Die Feindschaft zum jüdischen Staat kann so eine Rolle beim Eintritt in die internationale Kunstwelt spielen. Wer Israel nicht boykottiert, läuft Gefahr, des Rassismus bezichtigt zu werden oder sogar, wie den Eagles of Death Metal bei ihrem Konzert im Pariser Bataclan geschehen, Ziel islamistischer Terroranschläge zu werden. Antizionistische Gruppen sowie der BDS-Unterstützer haben in der Vergangenheit wiederholt gegen das Bataclan protestiert, das bis vor kurzem Juden gehörte und immer wieder proisraelische Veranstaltungen beherbergte. Die Band wiederum hatte sich bei einem Auftritt in Tel Aviv gegen den Israel-Boykott ausgesprochen.
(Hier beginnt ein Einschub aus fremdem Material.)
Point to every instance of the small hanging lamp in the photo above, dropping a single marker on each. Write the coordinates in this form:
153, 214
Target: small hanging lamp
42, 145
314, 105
Doch es muss keine Toten geben, um auch in Wien die Tradition linker und islamischer Zusammenarbeit gegen Israel zu sehen: Der österreichische BDS-Ableger ist eng verwoben mit Dar al-Janub, einem Wiener »Verein für antirassistische und friedenspolitische Initiative«. Dar al-Janub wurde im Oktober 2003 gegründet und ist aus der Gruppe Sedunia hervorgegangen. Aus deren Umfeld wurde 2003 eine Gedenkveranstaltung mit dem Shoah-Überlebenden Karl Pfeifer zu den Novemberpogromen von 1938 angegriffen. Sedunia schrieb hinterher in einem offenen Brief: »Wieder wollte sich der Zionismus hinter dem Judentum verstecken, glaubte sich vor einer Synagoge an einem 9. November verkleiden zu können, sich mit dem Judentum gleichsetzen zu können. Die arabische und islamische Antwort war klar und eindeutig: Ihr Mörder!«
This Human World konnte dieses Jahr erstmals ohne Störung und Bedrohung durch Antizionisten gleich welcher politischen Herkunft ablaufen. Offenbar trägt die Konfrontation Früchte: Dass die Kritik an BDS auf dem Festival explizit Thema war, hat die Antizionisten wohl davon abgehalten, es erneut zu attackieren.